It is in the Lucid Dreamers that reality is only a set of open eyes away, and for Brigitte Beraha the eyes, and the senses have surely been opened wide as she explores the paradox of modern living, the beauty in the simplicity that has been afforded us and the chaos of complexity to which our minds insists that we damage ourselves with.

Using a variety of expressions, in both the accomplished musicians joining Brigitte Beraha and the creative meld that goes in each of the four tracks, Lucid Dreamers doesn’t just take you through a myriad of notes or the dramatic sequences of acoustic and electronic wonder but it adds tension, tragedy, enveloping performance and an insight into how the mind can function when allowed to break down the perceived barriers that other insist you adhere too, that you religiously follow without question.

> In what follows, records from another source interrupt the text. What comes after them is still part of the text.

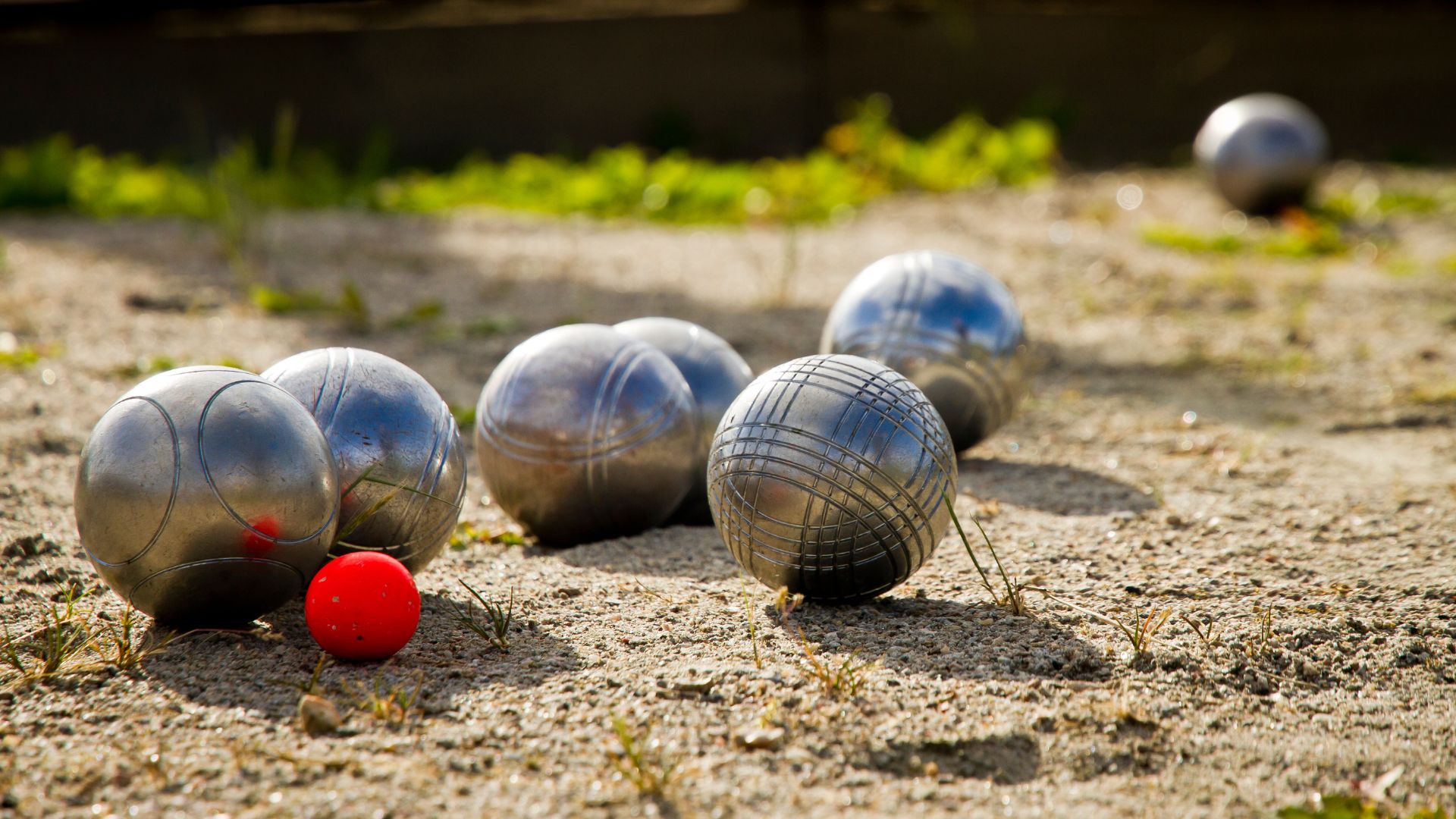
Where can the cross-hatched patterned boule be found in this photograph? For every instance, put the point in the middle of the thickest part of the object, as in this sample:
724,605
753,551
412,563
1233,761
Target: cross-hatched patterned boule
395,442
829,475
946,324
714,372
1263,150
584,433
207,497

By breaking down these obstacles that lie in the realm between sleep and roused conscious, Brigitte Beraha, George Cowley, Tim Giles and Alcyona Mick bring the tracks Meaning Of The Blues/Orderly Ruin, Disorderly Ruin, Pandora’s Box and Lucid Dreamers from behind the thinly veiled sheen of romanticised and idealised perfection and instead offer the listener a relevance of truth, the individuality of fragile cohesion in a world consumed by dismissing dreams as flights of fancy.

An explosion of sound, the commotion of silence in wonder driven by openness and a pulse of human activity; Lucid Dreamers is forceful, sustained aural theatre, and it demands nothing but your dreams in action in return. Utterly stunning.

Brigitte Beraha releases Lucid Dreamers via Let Me Out Records on July 1st.